All Products
Search
Document Center

Simple Message Queue (formerly MNS):Throttling policy

Last Updated:Jan 13, 2026

Simple Message Queue (formerly MNS) throttles requests that exceed the threshold to prevent excessive pressure on underlying resources.

Throttling behavior

When traffic approaches or reaches the throttling threshold, the server-side automatically and elastically adjusts the threshold based on real-time resource usage. In most scenarios, this dynamic adjustment supports higher concurrency without affecting users. If temporary throttling is triggered by events such as burst traffic or cluster resource bottlenecks, the system resumes traffic processing and increases the throttling threshold after it automatically scales out.

When a throttling error is triggered, the system activates a backpressure mechanism. The server-side suspends requests that exceed the threshold for about 500 ms before returning an error. This prevents system overloads from affecting overall performance and stability.

Error code

When the throttling policy is triggered, the Simple Message Queue (formerly MNS) server-side returns the following error code.

HTTP status code

Error code

Error message

429

TooManyRequests

The request is denied by cluster flow limiter for too many requests.

Throttling threshold details

Throttling policy for abnormal behavior in the queue consumption pattern

In a standard queue consumption pattern, the client should delete a message after processing it. If a client repeatedly receives messages but does not send delete requests, the system flags this as abnormal behavior. This behavior triggers throttling to protect system stability, which significantly reduces the rate at which the client can receive messages.

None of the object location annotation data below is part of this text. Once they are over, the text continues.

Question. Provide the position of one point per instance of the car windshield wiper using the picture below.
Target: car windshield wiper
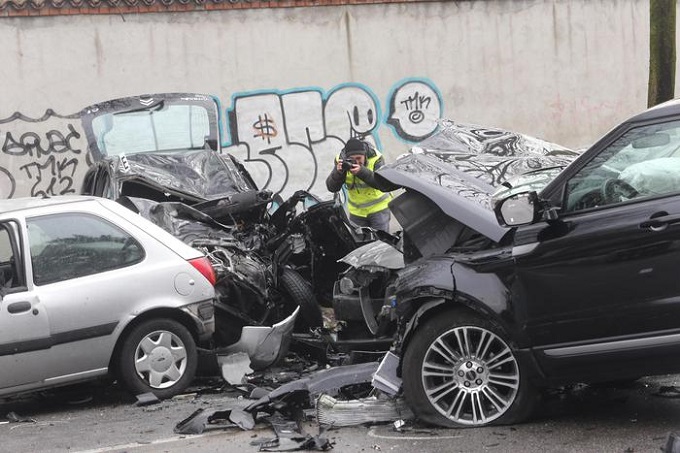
(151, 108)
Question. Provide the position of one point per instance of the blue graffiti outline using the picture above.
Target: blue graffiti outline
(228, 112)
(225, 123)
(389, 102)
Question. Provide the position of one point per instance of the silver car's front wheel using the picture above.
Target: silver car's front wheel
(158, 356)
(459, 371)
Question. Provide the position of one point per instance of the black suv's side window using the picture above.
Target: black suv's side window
(644, 162)
(65, 246)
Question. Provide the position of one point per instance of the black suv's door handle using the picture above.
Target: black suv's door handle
(660, 223)
(18, 307)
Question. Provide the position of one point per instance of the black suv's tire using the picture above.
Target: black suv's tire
(459, 370)
(159, 356)
(300, 293)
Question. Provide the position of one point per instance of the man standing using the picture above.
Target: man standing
(354, 169)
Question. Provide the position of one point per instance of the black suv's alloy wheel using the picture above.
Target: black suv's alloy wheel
(460, 371)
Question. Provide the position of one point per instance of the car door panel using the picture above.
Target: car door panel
(606, 275)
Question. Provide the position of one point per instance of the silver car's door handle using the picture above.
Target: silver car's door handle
(18, 307)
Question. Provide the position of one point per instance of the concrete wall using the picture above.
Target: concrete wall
(294, 82)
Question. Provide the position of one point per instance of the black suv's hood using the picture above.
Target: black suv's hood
(460, 167)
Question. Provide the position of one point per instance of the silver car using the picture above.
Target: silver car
(89, 288)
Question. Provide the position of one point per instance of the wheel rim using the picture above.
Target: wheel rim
(161, 359)
(470, 375)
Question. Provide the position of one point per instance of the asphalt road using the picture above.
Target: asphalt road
(97, 419)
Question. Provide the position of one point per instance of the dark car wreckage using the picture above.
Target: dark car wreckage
(557, 276)
(160, 156)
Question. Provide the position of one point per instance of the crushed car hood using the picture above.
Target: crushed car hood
(461, 166)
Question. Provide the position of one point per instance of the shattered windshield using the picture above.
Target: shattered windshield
(160, 127)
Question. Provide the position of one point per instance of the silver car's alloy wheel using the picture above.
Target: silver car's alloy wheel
(470, 375)
(160, 359)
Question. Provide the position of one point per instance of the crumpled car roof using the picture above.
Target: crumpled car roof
(200, 174)
(460, 167)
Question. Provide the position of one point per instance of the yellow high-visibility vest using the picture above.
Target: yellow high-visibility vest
(363, 199)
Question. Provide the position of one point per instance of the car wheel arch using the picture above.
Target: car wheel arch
(432, 307)
(158, 313)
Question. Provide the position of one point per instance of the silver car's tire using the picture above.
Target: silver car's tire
(158, 356)
(460, 371)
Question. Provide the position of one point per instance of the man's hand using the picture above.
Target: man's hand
(355, 169)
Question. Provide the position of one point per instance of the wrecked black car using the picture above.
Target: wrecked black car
(555, 277)
(160, 155)
(364, 300)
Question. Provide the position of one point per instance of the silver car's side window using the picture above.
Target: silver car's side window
(11, 264)
(642, 163)
(66, 246)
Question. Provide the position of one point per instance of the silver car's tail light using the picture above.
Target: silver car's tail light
(204, 266)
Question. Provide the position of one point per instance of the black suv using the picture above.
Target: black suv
(558, 276)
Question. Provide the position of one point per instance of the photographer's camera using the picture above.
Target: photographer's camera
(347, 164)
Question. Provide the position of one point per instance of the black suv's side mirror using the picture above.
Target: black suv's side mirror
(519, 209)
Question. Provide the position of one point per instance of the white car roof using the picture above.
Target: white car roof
(17, 204)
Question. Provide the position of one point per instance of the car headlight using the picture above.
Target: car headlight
(346, 285)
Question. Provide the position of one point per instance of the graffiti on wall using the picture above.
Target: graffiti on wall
(286, 139)
(43, 156)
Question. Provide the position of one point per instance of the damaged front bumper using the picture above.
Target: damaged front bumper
(264, 345)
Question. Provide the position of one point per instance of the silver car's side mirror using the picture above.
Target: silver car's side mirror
(519, 209)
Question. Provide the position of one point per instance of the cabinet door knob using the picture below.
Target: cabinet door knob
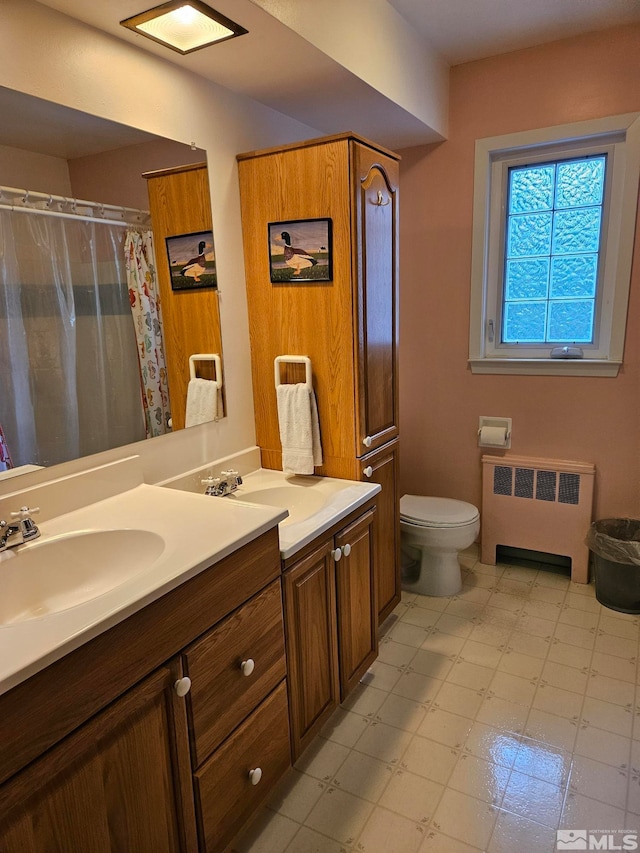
(247, 666)
(182, 686)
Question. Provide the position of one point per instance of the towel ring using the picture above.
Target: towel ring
(203, 356)
(294, 359)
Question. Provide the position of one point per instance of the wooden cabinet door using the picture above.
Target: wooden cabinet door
(120, 782)
(382, 467)
(312, 655)
(376, 276)
(356, 601)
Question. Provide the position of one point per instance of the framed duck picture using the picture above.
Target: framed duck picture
(300, 250)
(192, 261)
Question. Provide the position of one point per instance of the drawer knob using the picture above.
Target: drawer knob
(182, 686)
(247, 666)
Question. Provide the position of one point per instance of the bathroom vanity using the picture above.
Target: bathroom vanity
(160, 717)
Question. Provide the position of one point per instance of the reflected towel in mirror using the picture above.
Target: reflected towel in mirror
(202, 402)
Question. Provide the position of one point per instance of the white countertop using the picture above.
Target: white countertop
(197, 531)
(314, 503)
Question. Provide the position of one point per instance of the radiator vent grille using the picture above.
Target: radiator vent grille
(569, 489)
(546, 485)
(502, 480)
(524, 483)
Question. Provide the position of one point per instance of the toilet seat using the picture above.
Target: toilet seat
(436, 512)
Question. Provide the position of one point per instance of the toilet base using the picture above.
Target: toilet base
(440, 573)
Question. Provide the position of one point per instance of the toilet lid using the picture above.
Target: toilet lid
(436, 512)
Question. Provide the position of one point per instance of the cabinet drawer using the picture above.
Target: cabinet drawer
(221, 694)
(225, 794)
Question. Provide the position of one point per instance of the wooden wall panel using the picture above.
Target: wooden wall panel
(180, 203)
(303, 319)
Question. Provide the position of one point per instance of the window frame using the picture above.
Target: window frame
(619, 138)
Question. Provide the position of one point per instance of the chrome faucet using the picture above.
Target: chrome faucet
(227, 482)
(14, 533)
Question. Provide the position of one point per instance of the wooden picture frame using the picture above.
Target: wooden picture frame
(300, 250)
(192, 262)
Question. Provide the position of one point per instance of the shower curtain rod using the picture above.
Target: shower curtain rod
(29, 201)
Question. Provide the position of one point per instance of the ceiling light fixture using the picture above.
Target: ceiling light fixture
(184, 25)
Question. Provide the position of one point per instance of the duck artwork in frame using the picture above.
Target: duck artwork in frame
(300, 250)
(192, 261)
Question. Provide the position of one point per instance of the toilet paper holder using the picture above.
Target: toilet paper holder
(494, 432)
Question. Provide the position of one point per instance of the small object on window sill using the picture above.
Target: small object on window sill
(567, 352)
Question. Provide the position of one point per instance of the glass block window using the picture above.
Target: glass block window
(554, 230)
(552, 246)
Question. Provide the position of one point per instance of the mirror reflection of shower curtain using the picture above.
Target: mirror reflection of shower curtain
(144, 298)
(69, 378)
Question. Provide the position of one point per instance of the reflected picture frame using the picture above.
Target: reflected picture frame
(192, 261)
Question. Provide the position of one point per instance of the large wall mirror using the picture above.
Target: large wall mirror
(78, 347)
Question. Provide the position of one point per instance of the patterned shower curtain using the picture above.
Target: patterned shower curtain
(145, 308)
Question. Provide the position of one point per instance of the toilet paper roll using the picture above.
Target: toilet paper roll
(493, 437)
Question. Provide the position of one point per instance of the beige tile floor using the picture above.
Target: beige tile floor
(489, 720)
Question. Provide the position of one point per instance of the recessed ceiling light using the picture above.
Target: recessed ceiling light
(184, 25)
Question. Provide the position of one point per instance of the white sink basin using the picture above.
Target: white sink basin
(314, 503)
(300, 501)
(48, 576)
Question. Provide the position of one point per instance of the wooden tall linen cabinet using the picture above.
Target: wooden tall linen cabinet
(347, 326)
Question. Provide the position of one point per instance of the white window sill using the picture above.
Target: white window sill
(545, 366)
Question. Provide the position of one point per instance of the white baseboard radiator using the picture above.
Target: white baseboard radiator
(539, 505)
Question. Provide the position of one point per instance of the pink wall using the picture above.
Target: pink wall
(580, 418)
(115, 177)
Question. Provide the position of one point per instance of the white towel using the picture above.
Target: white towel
(299, 429)
(202, 402)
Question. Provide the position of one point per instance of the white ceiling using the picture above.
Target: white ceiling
(464, 30)
(278, 67)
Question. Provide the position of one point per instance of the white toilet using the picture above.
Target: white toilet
(433, 531)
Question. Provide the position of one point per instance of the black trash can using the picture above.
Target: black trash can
(615, 544)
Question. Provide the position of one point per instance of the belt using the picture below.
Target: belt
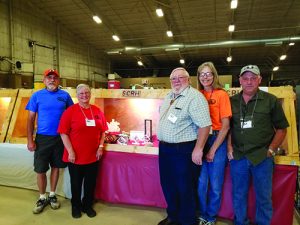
(179, 143)
(215, 132)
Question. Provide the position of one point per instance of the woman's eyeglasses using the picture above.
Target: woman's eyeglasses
(206, 74)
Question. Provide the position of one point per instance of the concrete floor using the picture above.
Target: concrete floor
(16, 209)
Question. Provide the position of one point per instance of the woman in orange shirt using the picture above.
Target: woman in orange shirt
(215, 157)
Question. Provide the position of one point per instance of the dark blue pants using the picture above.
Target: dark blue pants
(242, 171)
(86, 175)
(211, 182)
(178, 178)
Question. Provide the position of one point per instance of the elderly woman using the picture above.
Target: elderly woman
(82, 128)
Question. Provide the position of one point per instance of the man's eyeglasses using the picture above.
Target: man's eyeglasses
(207, 74)
(181, 78)
(52, 77)
(251, 79)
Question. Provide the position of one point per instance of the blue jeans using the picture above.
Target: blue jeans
(262, 174)
(178, 178)
(211, 181)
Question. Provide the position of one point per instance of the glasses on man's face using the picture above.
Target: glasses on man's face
(206, 74)
(84, 93)
(52, 77)
(251, 79)
(180, 78)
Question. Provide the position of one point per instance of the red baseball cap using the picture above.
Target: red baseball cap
(51, 72)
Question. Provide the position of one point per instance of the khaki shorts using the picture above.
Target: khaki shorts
(49, 152)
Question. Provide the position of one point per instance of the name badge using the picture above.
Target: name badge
(172, 118)
(90, 123)
(246, 124)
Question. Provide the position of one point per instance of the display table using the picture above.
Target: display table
(132, 178)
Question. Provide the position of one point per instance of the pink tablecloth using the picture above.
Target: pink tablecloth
(134, 179)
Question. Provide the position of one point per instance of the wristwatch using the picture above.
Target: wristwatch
(272, 152)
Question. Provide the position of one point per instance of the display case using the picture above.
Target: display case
(7, 102)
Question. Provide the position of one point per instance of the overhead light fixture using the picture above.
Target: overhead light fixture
(169, 33)
(282, 57)
(113, 52)
(116, 38)
(97, 19)
(231, 28)
(229, 58)
(171, 49)
(233, 4)
(159, 12)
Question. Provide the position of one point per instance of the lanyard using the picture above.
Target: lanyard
(244, 114)
(171, 103)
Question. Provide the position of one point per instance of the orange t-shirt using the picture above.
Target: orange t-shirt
(219, 106)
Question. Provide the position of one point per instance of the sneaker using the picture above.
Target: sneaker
(76, 212)
(90, 212)
(40, 205)
(53, 202)
(210, 223)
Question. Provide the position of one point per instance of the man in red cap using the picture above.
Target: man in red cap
(48, 104)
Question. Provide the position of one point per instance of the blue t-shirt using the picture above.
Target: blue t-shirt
(49, 107)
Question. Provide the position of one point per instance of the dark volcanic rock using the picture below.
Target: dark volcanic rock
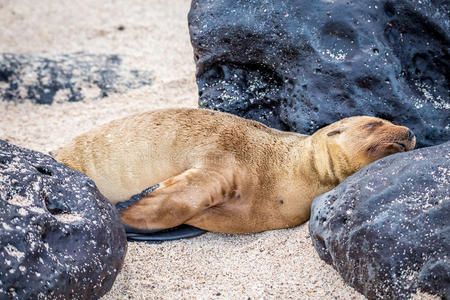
(68, 77)
(59, 237)
(299, 65)
(386, 229)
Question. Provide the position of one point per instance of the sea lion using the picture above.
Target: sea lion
(223, 173)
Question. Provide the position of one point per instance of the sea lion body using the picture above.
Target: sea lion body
(223, 173)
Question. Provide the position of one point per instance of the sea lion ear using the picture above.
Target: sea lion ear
(334, 132)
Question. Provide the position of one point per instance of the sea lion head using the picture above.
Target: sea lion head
(360, 140)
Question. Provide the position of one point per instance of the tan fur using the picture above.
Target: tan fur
(223, 173)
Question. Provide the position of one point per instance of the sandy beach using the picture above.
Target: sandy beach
(278, 264)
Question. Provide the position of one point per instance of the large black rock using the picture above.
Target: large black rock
(66, 77)
(298, 64)
(59, 237)
(386, 229)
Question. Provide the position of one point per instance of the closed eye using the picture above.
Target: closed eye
(372, 125)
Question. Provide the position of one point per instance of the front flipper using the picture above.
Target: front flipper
(177, 200)
(180, 232)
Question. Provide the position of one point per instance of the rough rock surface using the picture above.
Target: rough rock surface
(67, 77)
(298, 65)
(386, 229)
(59, 237)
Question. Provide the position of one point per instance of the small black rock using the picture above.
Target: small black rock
(59, 237)
(386, 229)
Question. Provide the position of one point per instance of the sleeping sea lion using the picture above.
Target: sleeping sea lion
(223, 173)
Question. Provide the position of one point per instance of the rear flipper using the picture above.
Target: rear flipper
(156, 213)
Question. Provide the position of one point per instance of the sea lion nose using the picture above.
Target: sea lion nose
(411, 135)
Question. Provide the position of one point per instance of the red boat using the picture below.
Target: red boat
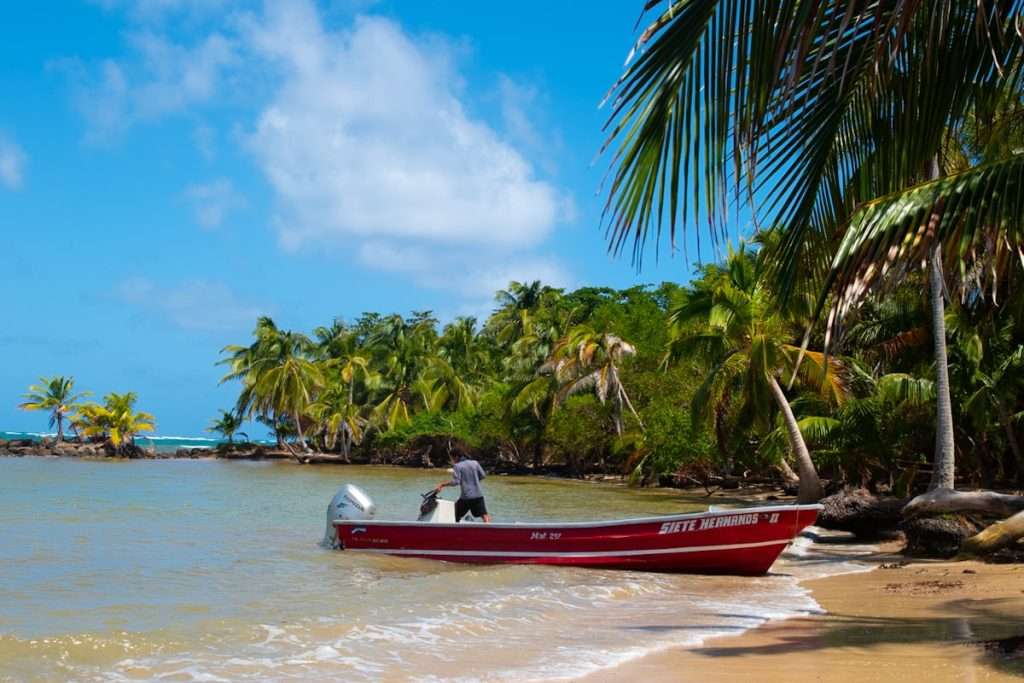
(743, 541)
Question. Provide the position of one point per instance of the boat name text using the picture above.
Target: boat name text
(683, 525)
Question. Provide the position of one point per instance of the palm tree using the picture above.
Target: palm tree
(585, 360)
(537, 398)
(518, 305)
(278, 376)
(404, 349)
(747, 341)
(338, 415)
(834, 118)
(116, 421)
(289, 388)
(227, 425)
(53, 395)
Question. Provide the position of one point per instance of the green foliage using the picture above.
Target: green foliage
(550, 378)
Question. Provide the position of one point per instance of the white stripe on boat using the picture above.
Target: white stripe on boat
(601, 553)
(722, 512)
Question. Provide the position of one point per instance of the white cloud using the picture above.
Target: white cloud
(195, 304)
(368, 137)
(212, 201)
(468, 273)
(11, 164)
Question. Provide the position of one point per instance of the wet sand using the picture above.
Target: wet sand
(920, 622)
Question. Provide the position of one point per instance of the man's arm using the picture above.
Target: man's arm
(454, 481)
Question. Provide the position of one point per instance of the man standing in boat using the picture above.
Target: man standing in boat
(467, 474)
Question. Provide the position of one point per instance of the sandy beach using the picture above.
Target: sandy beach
(921, 621)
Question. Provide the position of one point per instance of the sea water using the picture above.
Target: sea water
(208, 570)
(160, 443)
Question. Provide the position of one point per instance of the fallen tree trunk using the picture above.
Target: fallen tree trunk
(861, 513)
(996, 537)
(943, 501)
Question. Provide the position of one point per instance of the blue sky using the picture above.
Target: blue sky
(170, 169)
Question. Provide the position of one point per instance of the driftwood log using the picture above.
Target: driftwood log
(995, 538)
(989, 540)
(861, 513)
(943, 501)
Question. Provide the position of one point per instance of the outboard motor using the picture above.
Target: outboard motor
(436, 509)
(349, 503)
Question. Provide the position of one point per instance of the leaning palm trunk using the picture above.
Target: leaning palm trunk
(1007, 420)
(302, 438)
(944, 464)
(810, 484)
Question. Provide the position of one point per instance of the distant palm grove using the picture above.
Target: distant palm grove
(869, 332)
(692, 383)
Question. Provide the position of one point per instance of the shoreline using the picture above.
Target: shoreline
(935, 621)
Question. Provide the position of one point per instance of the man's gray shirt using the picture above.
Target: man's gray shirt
(467, 473)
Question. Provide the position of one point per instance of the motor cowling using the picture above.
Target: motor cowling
(350, 503)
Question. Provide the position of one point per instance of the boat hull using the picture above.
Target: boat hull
(737, 542)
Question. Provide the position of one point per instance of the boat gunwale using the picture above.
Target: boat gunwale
(612, 522)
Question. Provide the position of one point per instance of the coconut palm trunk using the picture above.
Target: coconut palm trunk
(810, 484)
(943, 468)
(1008, 426)
(302, 437)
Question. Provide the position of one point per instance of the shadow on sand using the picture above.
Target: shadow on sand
(985, 625)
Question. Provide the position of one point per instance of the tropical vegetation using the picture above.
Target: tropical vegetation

Throttling is triggered if any of the following conditions are met:

  • Duration: The abnormal behavior persists for more than 30 minutes.

  • Message count: The total number of messages that are received but not deleted reaches 5,000.

  • Rate: The instantaneous rate of receiving but not deleting messages exceeds 1,000 Transactions Per Second (TPS).

Throttling policy for high-traffic requests

The default throttling threshold is 20,000 TPS for each Alibaba Cloud account in each region. If your traffic exceeds 20,000 TPS, you can submit a ticket to increase the default threshold.

Requests are counted as follows:

  • Each call to an API operation is counted as one request.

  • TPS calculation for batch sending: When you use the BatchSendMessage API operation to send messages to a queue, the TPS for BatchSendMessage is calculated as: actual requests per second × number of messages in the request. For example, if you make 100 BatchSendMessage requests per second and each request contains 10 messages, the TPS for that queue is 100 × 10 = 1,000.

  • TPS calculation for batch consumption: When you use the BatchReceiveMessage API operation to receive messages from a queue, the TPS for BatchReceiveMessage is calculated as: actual requests per second × number of messages in the request. For example, if you make 100 BatchReceiveMessage requests per second and each request contains 10 messages, the TPS for that queue is 100 × 10 = 1,000.

Avoid the impact of throttling

To avoid the impact of throttling on your business, consider the following:

  • Plan your traffic and communicate peak traffic in advance: If you expect a large increase in traffic, submit a ticket to contact us. We will reserve more resources for you to prevent throttling.

  • Monitoring and alerting: Use the monitoring tools for Simple Message Queue (formerly MNS) to retrieve real-time information about your traffic and throttling status. This lets you take timely action.

FAQ

Is my service limited to 20,000 TPS?

No, it is not. 20,000 TPS is the default guaranteed value. The actual supported TPS can be higher, depending on the cluster load and elastic capacity.

Why do I sometimes get errors when exceeding 20,000 TPS, but not always?

This depends on the real-time load of the cluster. When resources are sufficient, the system elastically supports a higher TPS. When resources are constrained, throttling may be triggered.

Will throttling errors affect my business?

Throttling errors are part of a system protection mechanism. They prevent cluster overloads from causing widespread service interruptions. The system scales out as soon as possible to restore the service. If you receive a throttling error, wait for a short period and then retry the request.

Why is throttling triggered sometimes but not at other times?

The system's elastic capacity and throttling behavior are closely related to the following factors:

  • Current cluster load: If the cluster has sufficient resources, the system can support a higher TPS.

  • Traffic fluctuations: A sudden burst of traffic can cause a temporary resource shortage, which triggers throttling.

  • Scale-out speed: Automatic scale-out takes time. During this period, temporary throttling may occur.

Therefore, whether throttling is triggered depends on the real-time status of the cluster and the traffic conditions.